Los pensamientos confusos de Frida oscilaban entre lo que ocurriría en los próximos meses a cómo su situación económica le impedía un tratamiento rápido y eficiente. Además, se reponía de un reciente divorcio, del desamparo, de la apatía proveniente de su ex marido quien le negaba la pensión que le correspondía, sufragaba la violencia de la omisión y poca empatía a su delicado estado de salud. Acudiría a los apoyos gubernamentales u organizaciones independientes que ayudan a personas vulnerables como ella. El pasaje a recorrer era abrupto, no tenía claro cómo iniciaría su andanza, mientras la niña ajena a sus tristezas se divertía.

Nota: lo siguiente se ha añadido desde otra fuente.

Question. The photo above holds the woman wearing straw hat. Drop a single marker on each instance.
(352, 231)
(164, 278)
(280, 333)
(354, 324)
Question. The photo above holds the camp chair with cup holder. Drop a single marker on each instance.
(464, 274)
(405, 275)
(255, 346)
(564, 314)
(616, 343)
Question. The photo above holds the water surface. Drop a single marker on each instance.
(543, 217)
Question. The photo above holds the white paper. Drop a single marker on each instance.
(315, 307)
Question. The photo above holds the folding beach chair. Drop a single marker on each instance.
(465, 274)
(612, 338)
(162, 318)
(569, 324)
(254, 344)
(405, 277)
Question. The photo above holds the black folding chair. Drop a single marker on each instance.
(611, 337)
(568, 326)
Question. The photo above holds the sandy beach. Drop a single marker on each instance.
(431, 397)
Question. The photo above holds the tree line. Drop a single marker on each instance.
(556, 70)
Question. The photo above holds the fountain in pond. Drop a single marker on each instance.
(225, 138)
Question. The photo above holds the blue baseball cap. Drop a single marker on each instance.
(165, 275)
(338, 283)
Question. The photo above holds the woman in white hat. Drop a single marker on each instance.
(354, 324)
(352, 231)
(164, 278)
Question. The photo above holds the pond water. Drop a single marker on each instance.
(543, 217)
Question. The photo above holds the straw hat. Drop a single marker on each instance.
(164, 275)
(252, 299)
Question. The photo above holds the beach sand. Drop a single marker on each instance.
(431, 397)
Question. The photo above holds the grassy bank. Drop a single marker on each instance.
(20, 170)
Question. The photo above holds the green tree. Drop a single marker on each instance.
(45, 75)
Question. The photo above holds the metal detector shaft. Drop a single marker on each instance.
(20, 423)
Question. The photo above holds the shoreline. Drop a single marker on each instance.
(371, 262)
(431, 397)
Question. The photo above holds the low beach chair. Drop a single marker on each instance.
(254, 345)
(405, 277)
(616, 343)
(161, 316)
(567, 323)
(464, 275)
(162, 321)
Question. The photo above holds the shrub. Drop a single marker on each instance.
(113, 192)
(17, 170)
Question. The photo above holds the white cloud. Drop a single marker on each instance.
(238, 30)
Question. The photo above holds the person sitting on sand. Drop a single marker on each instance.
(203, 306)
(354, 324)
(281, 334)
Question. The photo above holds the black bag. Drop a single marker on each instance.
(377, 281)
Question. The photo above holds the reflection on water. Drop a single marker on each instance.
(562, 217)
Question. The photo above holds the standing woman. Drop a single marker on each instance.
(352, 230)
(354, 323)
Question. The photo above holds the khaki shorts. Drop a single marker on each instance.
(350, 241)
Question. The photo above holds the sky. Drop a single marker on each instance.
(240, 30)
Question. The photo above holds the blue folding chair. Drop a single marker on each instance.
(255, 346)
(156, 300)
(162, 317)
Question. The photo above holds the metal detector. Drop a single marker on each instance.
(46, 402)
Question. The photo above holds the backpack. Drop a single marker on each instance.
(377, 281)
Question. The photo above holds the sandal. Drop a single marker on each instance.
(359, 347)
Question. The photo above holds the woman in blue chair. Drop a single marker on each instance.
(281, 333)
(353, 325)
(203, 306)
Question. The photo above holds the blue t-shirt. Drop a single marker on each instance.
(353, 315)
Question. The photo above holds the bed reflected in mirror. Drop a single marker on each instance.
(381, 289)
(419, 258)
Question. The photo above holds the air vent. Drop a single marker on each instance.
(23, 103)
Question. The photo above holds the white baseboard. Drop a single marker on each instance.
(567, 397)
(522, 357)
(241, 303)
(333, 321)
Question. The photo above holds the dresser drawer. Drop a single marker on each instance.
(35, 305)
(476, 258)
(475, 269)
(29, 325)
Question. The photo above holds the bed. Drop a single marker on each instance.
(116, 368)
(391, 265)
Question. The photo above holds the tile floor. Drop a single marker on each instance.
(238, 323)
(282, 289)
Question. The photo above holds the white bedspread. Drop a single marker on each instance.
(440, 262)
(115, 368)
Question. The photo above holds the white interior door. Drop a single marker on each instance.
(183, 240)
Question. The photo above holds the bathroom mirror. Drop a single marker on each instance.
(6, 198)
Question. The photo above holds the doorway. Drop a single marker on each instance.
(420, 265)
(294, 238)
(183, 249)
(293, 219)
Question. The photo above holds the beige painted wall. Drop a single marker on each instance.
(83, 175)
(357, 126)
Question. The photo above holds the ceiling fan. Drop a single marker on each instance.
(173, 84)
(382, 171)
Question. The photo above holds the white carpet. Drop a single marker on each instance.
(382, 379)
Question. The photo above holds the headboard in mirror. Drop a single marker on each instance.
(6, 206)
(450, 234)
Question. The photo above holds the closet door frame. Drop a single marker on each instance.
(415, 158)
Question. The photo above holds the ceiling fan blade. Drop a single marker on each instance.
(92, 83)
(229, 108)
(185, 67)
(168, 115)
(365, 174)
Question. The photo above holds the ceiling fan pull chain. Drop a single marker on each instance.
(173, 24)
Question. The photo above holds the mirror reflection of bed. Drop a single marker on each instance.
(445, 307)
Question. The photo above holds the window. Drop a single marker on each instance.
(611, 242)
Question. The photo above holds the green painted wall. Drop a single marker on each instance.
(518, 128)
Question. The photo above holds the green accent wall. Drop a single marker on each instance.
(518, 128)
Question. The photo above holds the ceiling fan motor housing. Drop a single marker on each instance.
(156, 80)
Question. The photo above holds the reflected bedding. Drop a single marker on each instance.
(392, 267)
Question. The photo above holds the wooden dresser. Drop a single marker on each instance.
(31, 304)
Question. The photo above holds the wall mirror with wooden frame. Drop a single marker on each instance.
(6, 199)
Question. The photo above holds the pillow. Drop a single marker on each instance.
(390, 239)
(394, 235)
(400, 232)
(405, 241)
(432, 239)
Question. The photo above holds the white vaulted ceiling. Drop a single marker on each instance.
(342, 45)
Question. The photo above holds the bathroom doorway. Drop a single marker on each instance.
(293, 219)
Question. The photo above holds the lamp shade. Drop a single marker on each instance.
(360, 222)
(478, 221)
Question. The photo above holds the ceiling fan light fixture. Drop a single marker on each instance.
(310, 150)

Llegaron a casa, y la abuela, Sol, averiguó con impaciencia sobre los análisis. No resultó imperioso darle una explicación detallada, pues ella miró a los ojos de la joven y descubrió la mala noticia, no obstante, la consoló, le repitió con certeza que “saldría adelante”.


Frida protestaba. El llanto surcaba el rostro de la enferma y rasgaba el alma de Sol, tendrían que dar muestras de estoicismo descubriendo fuerzas en lo recóndito de sus seres, y prioritariamente evitar angustiar a Ángela. Los días sucedieron, la quimio hizo sus infernales efectos en Frida y Sol inmutable permaneció al cuidado de su mermada salud, la asistía en la penumbra. Incluso Ángela corría a buscar frazadas y limpiaba su amarga saliva emergente. El prodigo cabello se desprendía de la mujer, quien concluyó con tal agonía rasurándose. Al apreciarla la niña comentó que parecía una bebé, lo que arrancó bastas carcajadas de las féminas mayores.

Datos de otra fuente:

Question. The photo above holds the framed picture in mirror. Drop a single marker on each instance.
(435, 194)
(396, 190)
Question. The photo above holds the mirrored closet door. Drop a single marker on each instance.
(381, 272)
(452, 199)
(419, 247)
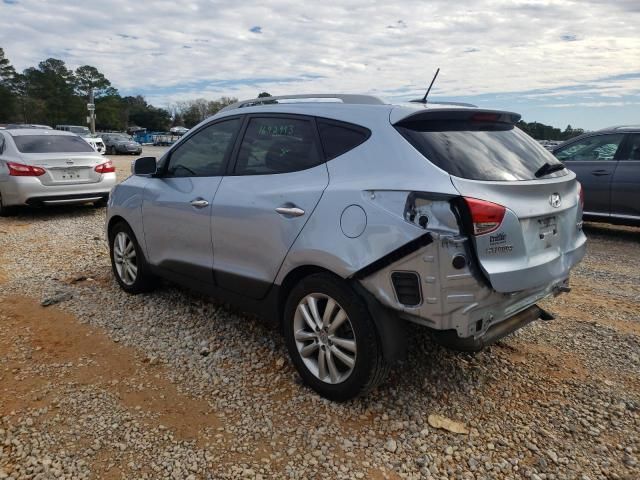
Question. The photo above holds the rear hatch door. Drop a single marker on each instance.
(539, 237)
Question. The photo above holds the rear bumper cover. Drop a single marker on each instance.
(459, 300)
(30, 191)
(450, 339)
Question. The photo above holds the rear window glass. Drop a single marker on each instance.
(339, 137)
(277, 145)
(51, 144)
(479, 150)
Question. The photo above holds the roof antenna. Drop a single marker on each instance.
(424, 99)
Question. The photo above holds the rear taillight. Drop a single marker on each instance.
(581, 196)
(106, 167)
(20, 170)
(486, 216)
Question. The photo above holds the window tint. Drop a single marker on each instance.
(277, 145)
(479, 150)
(203, 154)
(597, 148)
(339, 137)
(634, 147)
(51, 144)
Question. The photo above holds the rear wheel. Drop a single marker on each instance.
(127, 261)
(332, 339)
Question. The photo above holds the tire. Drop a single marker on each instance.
(350, 343)
(136, 280)
(4, 210)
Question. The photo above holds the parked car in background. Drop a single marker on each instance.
(77, 129)
(342, 220)
(607, 164)
(50, 167)
(116, 143)
(13, 126)
(97, 144)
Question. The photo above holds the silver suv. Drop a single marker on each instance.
(342, 217)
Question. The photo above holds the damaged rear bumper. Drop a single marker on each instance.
(453, 298)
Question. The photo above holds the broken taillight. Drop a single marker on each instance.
(486, 216)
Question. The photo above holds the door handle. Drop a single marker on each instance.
(290, 211)
(199, 203)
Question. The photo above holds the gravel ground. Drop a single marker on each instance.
(170, 385)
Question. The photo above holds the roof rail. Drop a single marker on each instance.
(345, 97)
(622, 127)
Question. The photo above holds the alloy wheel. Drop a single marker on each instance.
(325, 338)
(124, 257)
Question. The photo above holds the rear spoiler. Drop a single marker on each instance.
(457, 114)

Una tarde Frida reposaba en su habitación, Ángela se sentó a su lado y se enteró que los senos que antaño la alimentaron desaparecieron y le enunció que poseía el aspecto pueril de una chiquilla, así como ella, la abuela emergió perspicaz para acompañarlas y confabularse en esa fortuita plática, acariciando el rostro de su nieta le explicó que la vida de Frida resurgía. Pernoctaron juntas las tres en complicidad amorosa y la luna por la ventana las iluminaba.


Ha amanecido, la ginecóloga efectúa una llamada y la abuela responde. Frida mortificada estruja con sus puños las sábanas y se incorpora, tropieza con Sol y esta última le murmura “el cáncer ha cedido”. Ante la respuesta conversa con su alma, se quita la bata, se ve con firmeza desnuda en el espejo roto y se acepta, briosa alcanza a la portadora de la anhelada noticia abrazándola y Ángela que ya no dormía surge en medio de ellas para ser partícipe del júbilo. El viento del albor se cuela por la lumbrera, Frida está viva y no sólo cumple con una existencia biológica como otras personas.